Облизав губы, Корсин коснулся гладкой, отполированной волнами поверхности статуэтки. Ноги задрожали, словно осязаемые изгибы завели пружинки в его теле.

– Йиг-Хоттураг! – Корсин поднял статуэтку над головой. Глаза блестели от слез. – Славься великий Йиг-Хоттураг, правитель Кан-Хуга и Даритель Вод, Посланник Гоз-Хег’рьи!

В области шеи закололо. Опять пошла кровь. Корсин выглянул в коридор и заблокировал за собой дверь. Теперь оставалось сделать так, чтобы «Святой Гийом» отправился в ближайший порт. А это Истад. Собственно, других судоремонтных верфей поблизости днем с огнем не сыщешь.

Накинув капюшон, Корсин направился в цех, где днем проводилась сварка труб. Статуэтка лежала в сквозном кармане толстовки, будто страусиное яйцо. Посторонним среди моря взяться неоткуда, так что Корсин без помех миновал главную палубу, а уже оттуда по лесенке спустился в трюм. Немного поплутав, вышел в цех контроля и сборки.

Сюда из хранилища наверху подавались трубы, чей вес немногим превышал двадцать тонн. Ночной смены сегодня не планировалось, но вдоль гусеничного конвейера всё равно прогуливались два моряка. Конвейер тянулся почти через всё судно, так что патрули встречались чаще, чем хотелось бы Корсину.

Вавко, узкоплечий моряк с широким лбом, как раз доказывал Несмачному, что аргентинский футбольный клуб Бока Хуниорс изобьет мячом любых британских железнодорожников до состояния синих задниц. Заметив Корсина, он умолк.
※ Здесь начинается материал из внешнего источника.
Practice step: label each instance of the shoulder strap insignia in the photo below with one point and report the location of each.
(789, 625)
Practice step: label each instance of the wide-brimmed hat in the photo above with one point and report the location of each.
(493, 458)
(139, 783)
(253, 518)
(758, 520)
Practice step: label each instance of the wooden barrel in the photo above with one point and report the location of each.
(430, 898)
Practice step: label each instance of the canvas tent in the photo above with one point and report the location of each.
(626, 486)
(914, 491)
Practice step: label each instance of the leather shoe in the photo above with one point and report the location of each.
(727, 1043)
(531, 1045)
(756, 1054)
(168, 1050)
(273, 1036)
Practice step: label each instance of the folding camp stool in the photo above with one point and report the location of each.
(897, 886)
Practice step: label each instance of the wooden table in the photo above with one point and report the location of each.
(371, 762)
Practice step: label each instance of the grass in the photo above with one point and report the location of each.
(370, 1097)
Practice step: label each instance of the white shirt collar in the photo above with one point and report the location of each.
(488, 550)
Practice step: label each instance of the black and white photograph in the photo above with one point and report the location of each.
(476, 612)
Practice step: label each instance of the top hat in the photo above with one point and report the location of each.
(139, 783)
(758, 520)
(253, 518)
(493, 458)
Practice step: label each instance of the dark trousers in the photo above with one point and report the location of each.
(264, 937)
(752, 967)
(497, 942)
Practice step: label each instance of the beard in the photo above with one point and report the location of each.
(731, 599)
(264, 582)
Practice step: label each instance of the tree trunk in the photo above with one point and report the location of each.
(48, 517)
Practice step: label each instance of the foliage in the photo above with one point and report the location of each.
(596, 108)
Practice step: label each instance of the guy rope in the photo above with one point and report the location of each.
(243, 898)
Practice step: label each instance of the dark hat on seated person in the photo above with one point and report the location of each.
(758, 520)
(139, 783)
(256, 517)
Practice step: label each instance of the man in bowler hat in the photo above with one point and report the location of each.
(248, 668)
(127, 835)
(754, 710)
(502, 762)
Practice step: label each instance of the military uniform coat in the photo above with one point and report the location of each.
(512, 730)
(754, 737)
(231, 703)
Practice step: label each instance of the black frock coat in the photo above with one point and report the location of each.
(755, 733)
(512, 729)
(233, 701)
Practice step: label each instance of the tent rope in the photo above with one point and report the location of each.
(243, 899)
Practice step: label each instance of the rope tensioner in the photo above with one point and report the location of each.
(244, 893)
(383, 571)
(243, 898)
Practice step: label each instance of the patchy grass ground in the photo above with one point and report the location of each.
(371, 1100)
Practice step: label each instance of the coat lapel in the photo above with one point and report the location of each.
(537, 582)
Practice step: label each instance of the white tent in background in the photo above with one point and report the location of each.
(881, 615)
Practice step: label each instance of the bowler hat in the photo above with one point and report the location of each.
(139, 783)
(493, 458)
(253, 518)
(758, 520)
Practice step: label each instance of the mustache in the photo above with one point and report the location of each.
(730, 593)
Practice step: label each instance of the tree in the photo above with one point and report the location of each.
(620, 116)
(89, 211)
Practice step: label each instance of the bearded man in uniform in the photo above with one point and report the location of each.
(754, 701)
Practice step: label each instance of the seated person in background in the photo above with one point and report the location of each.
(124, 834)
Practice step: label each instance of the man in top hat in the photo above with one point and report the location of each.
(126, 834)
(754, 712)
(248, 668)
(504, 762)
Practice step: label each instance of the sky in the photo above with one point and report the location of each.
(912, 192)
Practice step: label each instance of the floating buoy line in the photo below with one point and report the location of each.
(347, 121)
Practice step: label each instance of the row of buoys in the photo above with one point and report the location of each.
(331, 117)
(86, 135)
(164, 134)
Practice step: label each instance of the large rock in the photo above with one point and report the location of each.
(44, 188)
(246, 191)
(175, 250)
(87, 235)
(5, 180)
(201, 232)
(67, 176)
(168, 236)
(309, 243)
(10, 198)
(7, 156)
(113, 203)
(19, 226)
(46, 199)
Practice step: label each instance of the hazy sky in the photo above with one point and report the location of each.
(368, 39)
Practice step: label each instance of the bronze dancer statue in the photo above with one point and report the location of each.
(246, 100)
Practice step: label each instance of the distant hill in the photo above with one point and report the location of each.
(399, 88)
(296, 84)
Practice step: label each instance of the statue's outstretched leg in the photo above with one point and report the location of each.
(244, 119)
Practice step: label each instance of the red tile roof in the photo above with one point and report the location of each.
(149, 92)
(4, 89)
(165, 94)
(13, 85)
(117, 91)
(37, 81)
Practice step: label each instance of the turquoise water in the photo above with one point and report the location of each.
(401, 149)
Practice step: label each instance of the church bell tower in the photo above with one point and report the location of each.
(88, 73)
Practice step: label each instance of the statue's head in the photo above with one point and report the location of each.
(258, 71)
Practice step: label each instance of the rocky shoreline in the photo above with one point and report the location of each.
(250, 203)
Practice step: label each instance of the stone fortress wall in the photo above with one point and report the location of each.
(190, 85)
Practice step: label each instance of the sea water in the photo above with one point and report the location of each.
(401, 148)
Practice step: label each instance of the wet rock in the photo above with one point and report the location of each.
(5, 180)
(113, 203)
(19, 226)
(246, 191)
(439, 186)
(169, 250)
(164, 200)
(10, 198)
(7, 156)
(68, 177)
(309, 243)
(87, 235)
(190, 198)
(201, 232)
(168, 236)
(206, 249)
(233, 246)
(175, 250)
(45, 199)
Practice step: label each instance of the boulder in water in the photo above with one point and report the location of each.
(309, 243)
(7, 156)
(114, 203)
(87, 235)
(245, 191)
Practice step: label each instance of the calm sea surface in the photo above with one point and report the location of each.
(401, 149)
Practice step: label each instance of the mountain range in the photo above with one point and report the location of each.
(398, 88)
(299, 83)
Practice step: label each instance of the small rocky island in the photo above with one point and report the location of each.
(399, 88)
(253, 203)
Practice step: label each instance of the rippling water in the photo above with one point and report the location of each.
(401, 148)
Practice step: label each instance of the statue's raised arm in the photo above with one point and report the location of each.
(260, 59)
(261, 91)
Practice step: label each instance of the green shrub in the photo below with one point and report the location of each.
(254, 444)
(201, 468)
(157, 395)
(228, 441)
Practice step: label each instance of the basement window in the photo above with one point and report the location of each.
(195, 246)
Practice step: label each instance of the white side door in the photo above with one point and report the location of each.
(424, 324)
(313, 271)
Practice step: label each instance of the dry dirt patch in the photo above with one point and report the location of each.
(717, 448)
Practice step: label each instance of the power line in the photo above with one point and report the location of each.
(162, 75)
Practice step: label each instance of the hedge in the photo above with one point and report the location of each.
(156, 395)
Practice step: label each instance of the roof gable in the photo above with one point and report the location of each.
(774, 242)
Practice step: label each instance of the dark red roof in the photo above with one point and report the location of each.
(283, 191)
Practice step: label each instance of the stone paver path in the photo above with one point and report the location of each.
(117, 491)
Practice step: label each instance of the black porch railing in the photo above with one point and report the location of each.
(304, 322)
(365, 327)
– Тебе нельзя здесь находиться, Корсин. – Вавко хотелось послать Корсина куда подальше, но он знал, что у оператора сегодня не все дома. – Если ты забыл, здесь нельзя находиться настолько, что я должен дать тебе пинка. Или задержать.

– Господи, да ты посмотри! Наш визгун еле на ногах стоит! – воскликнул Несмачный. – Его вообще док осматривал?

– Даже вколол че-то там. И богом клянусь, ему понравилось.

Корсин тоже узнал Вавко. Этот придурок сегодня конвоировал его до каюты и был, надо признать, довольно любезен. Корсин, подходя ближе, опять изобразил слабость. Теперь он слышал тяжелые ароматы их тел, как будто состоявшие сплошь из сварочного дыма. Но так пахли почти все на Папаше.

– Проклятый малец ударил меня, – пожаловался Корсин, наполняя голос неподдельным изумлением.

Он откинул капюшон, и лица моряков вытянулись.

Шея Корсина была в крови. Сделав над собой усилие, он заставил жаберные щели раскрыться и буквально харкнул через них кровью.

– Это чё такое, бл**ь? – прошептал Вавко, хватаясь за ахнувшего товарища. Никто из них не обратил внимания на отвисшую толстовку оператора.

Корсин, практически не глядя, взмахнул ножом. Лезвие полоснуло Вавко по шее, рассекая кожу и всё, что за ней пряталось. Несмачный же был так потрясен видом жабр, что не сразу врубился, что у него под носом машут ножом.